Demo: Speech processing MFCC demo #603

srush · 2021-07-17T00:11:57Z

This is a demo of speech preprocessing. Mostly an attempt to try out some applied signal processing and see what you might be able to do. It includes

Reading and using Wave files
Some application of FFT and DCT
Dex implementation of the Mel Scale and the overlapping windows scaling method.

Things that are great:

Really liking signal processing in dex. Feels very natural.
Parser library is fun and easy to use.
new bit interface is cool! (I think I messed it up though, not sure how to go from word8's to int16)
Windowing / convolutions / padding turned out nice.

Things that I am still struggling with:

Slicing is kind of annoying, and I end up with too many types.
Special casing on loops always feels a bit verbose. particularly when matching indices.
Too much ordinal arithmetic. I think that needs to be in the prelude. It is really hard to reverse an ordinal, get neighbors, check order etc.
Plots could be prettier. Like connecting dots?

Things that are a problem:

I have like three real jobs, and I spend too much time writing dex.

apaszke

This is pretty cool! I learn something every time I go through your PRs.

While this already looks good, I am hoping that we might be able to polish the indexing portions a little more, and also possibly figure out what we should change in the language to make it better.

examples/alignment.dx

apaszke · 2021-07-18T09:31:50Z

examples/alignment.dx

+z = FToI (pow 2.0 15.0)
+def W32ToI (x : Word32): Int  =
+    y:Int = internalCast _ x
+    select (y <= z) y ((-1)*z + (y- z))


Is that meant to reinterpret the Word32 as a twos complement encoded integer?

Yes! This is super hacky, but I couldn't come up with a better way. Wav file stores int16's in this format.

apaszke · 2021-07-18T09:47:58Z

examples/alignment.dx

+    iter \i .
+         case i < n of
+              True ->
+                  _ = parse h (pChar ls.(i@_))


You might want to use unsafeFromOrdinal here. I guess we should add a !@! operator for that at some point

What is the benefit? It is faster?

Yup, faster both to compile and to execute.

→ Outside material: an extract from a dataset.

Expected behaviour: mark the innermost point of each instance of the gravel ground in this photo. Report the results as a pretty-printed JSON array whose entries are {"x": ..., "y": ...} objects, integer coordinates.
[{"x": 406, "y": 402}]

With a downside that if you do end up casting an integer out of range then you can get memory corruption and segfaults.

examples/alignment.dx

lib/fft.dx

apaszke · 2021-07-18T21:21:42Z

examples/alignment.dx

+MelBins = Fin 28
+
+hscale : ScaledRange Positive = AsScaledRange {start=0.0, end=samplerate / 2.0}
+melscale : ScaledRange MelBins = AsScaledRange {start=mel 0.0, end=mel (samplerate / 2.0)}


Might be worth mentioning why do you pick samplerate / 2.0 as the end

examples/alignment.dx

google-cla · 2021-07-21T04:27:06Z

We found a Contributor License Agreement for you (the sender of this pull request), but were unable to find agreements for all the commit author(s) or Co-authors. If you authored these, maybe you used a different email address in the git commits than was used to sign the CLA (login here to double check)? If these were authored by someone else, then they will need to sign a CLA as well, and confirm that they're okay with these being contributed to Google.
In order to pass this check, please resolve this problem and then comment @googlebot I fixed it.. If the bot doesn't comment, it means it doesn't think anything has changed.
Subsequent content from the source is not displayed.